Meet 'the Therapist'
Amaze is a registered charity active in the Brighton and Hove area. Their mission is to inform, support and empower parents of children with disabilities and complex needs. The organisation is parent-led and works with parent carers of children with any complex need or disability aged 0—19 years. It runs a number of services and projects, including a DLA project, which tackles poverty and social exclusion. This project aims to maximise take-up of disability-related benefits amongst families with disabled children in Brighton and Hove, by providing a trained volunteer to support parent carers to complete successful DLA applications. This is particularly important since many of the approximately 7000 children in Brighton and Hove diagnosed as having complex needs live in the poorest parts of the city, and because over 50 % of disabled children live on the margins of poverty.
Typically, trained volunteers visit parents for between three hours and a whole day to work through the completion of the form. The project was set up to aid the many parents who were unsuccessful in their claims for child DLA support, not because their range of experiences didn’t merit it, but because they did not know how to complete the 41-page form in such a way that maximised their chances of a successful claim. In 2005 Banks and Lawrence suggested that 97 % of people found it a difficult form to complete and over 40 % of claims are incorrectly rejected due to the complexity of the form.10
So essentially the DLA project helps people to fill in a form. And this seemingly minor intervention, helps people to feel better. This ‘therapist’ was helping parents to unpick and disentangle their multiple challenges and overcome the various elements of their constellated disadvantage— not all, not by a long way, but some, and in so doing was making a huge difference to their daily lives.
And we just, we just went through it and I, I, well then I began to realize well actually, he teased it all out. He then gave it language, he was then able to link the things that I couldn’t do, he could make links that I just couldn’t see (Kathy, parent)
So what was it that our ‘therapist’ actually did that prompted every parent to locate it as having had not just a crucial impact on their mental distress, but for many, the most significant impact on their mental distress?
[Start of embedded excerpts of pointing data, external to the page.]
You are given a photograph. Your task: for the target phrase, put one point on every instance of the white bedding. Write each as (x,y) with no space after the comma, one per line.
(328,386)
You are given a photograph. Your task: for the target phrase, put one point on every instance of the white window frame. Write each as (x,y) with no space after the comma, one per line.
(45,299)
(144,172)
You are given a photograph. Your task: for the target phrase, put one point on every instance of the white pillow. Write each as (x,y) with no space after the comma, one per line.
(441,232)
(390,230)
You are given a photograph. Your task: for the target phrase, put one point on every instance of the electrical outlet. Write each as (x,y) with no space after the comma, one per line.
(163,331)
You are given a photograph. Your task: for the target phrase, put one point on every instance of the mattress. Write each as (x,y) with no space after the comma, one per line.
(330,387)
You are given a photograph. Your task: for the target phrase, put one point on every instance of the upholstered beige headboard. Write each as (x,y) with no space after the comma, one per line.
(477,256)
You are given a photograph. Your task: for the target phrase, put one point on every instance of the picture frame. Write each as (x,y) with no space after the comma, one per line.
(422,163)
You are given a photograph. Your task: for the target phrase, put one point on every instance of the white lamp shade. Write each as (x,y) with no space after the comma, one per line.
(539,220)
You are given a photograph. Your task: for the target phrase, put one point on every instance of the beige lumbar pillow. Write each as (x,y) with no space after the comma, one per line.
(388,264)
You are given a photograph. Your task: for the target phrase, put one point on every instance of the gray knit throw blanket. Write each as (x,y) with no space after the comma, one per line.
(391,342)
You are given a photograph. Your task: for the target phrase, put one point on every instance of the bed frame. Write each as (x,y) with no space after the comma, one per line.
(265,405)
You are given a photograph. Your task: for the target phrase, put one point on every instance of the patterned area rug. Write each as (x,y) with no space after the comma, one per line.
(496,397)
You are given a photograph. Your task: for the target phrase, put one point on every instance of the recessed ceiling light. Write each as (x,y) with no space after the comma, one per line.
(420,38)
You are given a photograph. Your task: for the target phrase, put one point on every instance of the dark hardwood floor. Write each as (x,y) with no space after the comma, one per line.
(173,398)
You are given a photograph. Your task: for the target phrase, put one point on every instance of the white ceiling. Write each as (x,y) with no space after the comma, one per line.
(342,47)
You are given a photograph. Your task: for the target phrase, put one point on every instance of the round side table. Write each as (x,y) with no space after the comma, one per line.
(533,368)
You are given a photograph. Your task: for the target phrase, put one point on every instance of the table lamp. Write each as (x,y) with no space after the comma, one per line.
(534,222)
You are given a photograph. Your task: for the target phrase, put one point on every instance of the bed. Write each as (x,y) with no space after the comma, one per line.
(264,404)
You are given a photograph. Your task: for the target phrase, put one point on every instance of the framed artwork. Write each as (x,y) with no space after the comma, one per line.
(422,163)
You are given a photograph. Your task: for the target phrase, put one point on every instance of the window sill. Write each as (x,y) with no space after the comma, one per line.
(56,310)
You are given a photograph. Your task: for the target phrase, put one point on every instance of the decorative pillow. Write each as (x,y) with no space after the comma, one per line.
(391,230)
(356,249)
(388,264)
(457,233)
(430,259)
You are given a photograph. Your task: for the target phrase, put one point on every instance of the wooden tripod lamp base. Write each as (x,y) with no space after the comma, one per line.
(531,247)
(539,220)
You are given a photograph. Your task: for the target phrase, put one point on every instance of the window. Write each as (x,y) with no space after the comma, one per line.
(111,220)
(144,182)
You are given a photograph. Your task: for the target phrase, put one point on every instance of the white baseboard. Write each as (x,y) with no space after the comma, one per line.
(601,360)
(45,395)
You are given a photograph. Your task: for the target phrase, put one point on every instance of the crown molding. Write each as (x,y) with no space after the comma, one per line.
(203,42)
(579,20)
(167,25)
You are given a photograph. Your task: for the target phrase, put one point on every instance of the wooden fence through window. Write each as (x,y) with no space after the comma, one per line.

Firstly, as we said, it helped parents to complete the DLA form successfully. All of the parents spoken to received an award after help from volunteers at the DLA project. Parents spoke of the importance of having someone else see through their ‘rose tinted glasses’ to provide a more accurate account of their carer experiences. These glasses are essential to help parents focus on the positive side of their child’s disability and to highlight their child’s strengths, and are a vital tool for getting through each day. They are, however, a complete hindrance when having to fill in a lengthy form that requires you to make a clear case for needing help and financial assistance.
Parents unanimously discussed the way in which the resulting award had contributed significantly to both their financial and mental health. Every parent suggested that their award had led to significant knock-on effects in terms of the well-being of their child and the rest of the family. For some, the award helped with the everyday essentials of living, providing reassurance that they would be able to meet the daily challenges that they faced. For others, it enabled them to reduce the unbearably long working hours that were necessary to support the family’s extra costs, and which had put a considerable strain on their relationships. For some, the effect was to provide the financial opportunity to reduce the debilitating isolation that they had experienced for so long, by giving them the means to go for a coffee or pay for appropriate childcare and transport.